Defendants argue that they are entitled to summary judgment because any force used was reasonable and because plaintiffs suffered only minor injuries. (Dkt. No. 50, Attach. 20 at 7-19.) The parties have provided conflicting accounts as to whether defendants initiated the use of force, how much force was used by each, whether any force used was necessary, and the extent of plaintiffs' injuries. For example, Murphy[7] indicated that he "used a soft hand come along in an attempt to restrain Bell, " and ultimately "used a takedown to bring Bell down on the ground." (Dkt. No. 51, Attach. 18 at 6.) However, Bell contends that she was lifted off the ground and slammed to the gravel surface face first by Holt and another unknown officer, while her arms were being held behind her back. (Dkt. No. 51, Attach. 3 at 47-48, 50, 53-55.) Similarly, McGrew asserts that she was slammed to the ground twice, handcuffed, and dragged around the parking lot by the handcuffs to a police car, even though she had not been fighting with anyone, (Dkt. No. 51, Attach. 2 at 34-37, 39-41, 43-45), while Rahn maintains that he never threw anyone to the ground, and that McGrew was simply placed in handcuffs because she was fighting with others in the parking lot after he gave verbal commands to disperse, (Dkt. No. 51, Attach. 5 at 17, 21.) Lastly, Jenkins testified that she was hit in the face "out of nowhere" with a fist and dragged on the ground across the parking lot. (Dkt. No. 51, Attach. 4 at 40-41, 47.) Both Rahn and Holt denied punching Jenkins and dragging her across the parking lot, instead indicating that she was escorted, on foot, to a police car because she had charged at an officer in an attempt to interfere with an arrest. (Dkt. No. 51, Attach. 6 at 51-52, 58, 62, 93, 100.)

Resolution of these conflicting versions of the relevant events, including the severity of plaintiffs' resulting injuries, is a matter for the jury and is not properly decided by a court on summary judgment. Although defendants characterize plaintiffs' harm as nothing more than "abrasions and contusions, " and thus argue that they have suffered no actionable injury, (Dkt. No. 50, Attach. 20 at 12-14, 15-19), plaintiffs have provided evidence of more substantial harm that is enough to survive summary judgment. See Hayes v. N.Y.C. Police Dep't, 212 F.Appx. 60, 62 (2d Cir. 2007) ("[W]e have permitted claims to survive summary judgment where the only injury alleged is bruising."); Lemmo, 2011 WL 4592785, at *8 ("[A] jury may consider the lack of serious injury as evidence that the implemented force was not excessive." (internal quotation marks and citation omitted)). Although defendants further argue that plaintiffs were resisting, and thus the use of force was reasonable, (Dkt. No. 50, Attach. 20 at 11, 14-15, 17), this is ultimately a question for the jury. See Sullivan, 225 F.3d at 165-66 ("The fact that a person whom a police officer attempts to arrest resists, threatens, or assaults the officer no doubt justifies the officer's use of some degree of force, but it does not give the officer license to use force without limit."). Accordingly, defendants' motion for summary judgment is denied.[8]

V. Conclusion

WHEREFORE, for the foregoing reasons, it is hereby

ORDERED that defendants' motion for summary judgment (Dkt. No.
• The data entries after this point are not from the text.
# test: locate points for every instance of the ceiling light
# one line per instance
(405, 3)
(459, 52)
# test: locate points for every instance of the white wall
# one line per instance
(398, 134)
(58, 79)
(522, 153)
50) is GRANTED IN PART and DENIED IN PART as follows:

GRANTED with respect to the claims against the John Doe defendant and the City of Utica, and the claims against those defendants are DISMISSED; and

DENIED in all other respects; and it is further

ORDERED that the Clerk terminate the John Doe defendant and the City of Utica as parties to this action; and it is further

ORDERED that the case is trial ready and the Clerk shall issue a trial scheduling order in due course; and it is further

ORDERED that the Clerk provide a copy of this Memorandum-Decision and Order to the parties.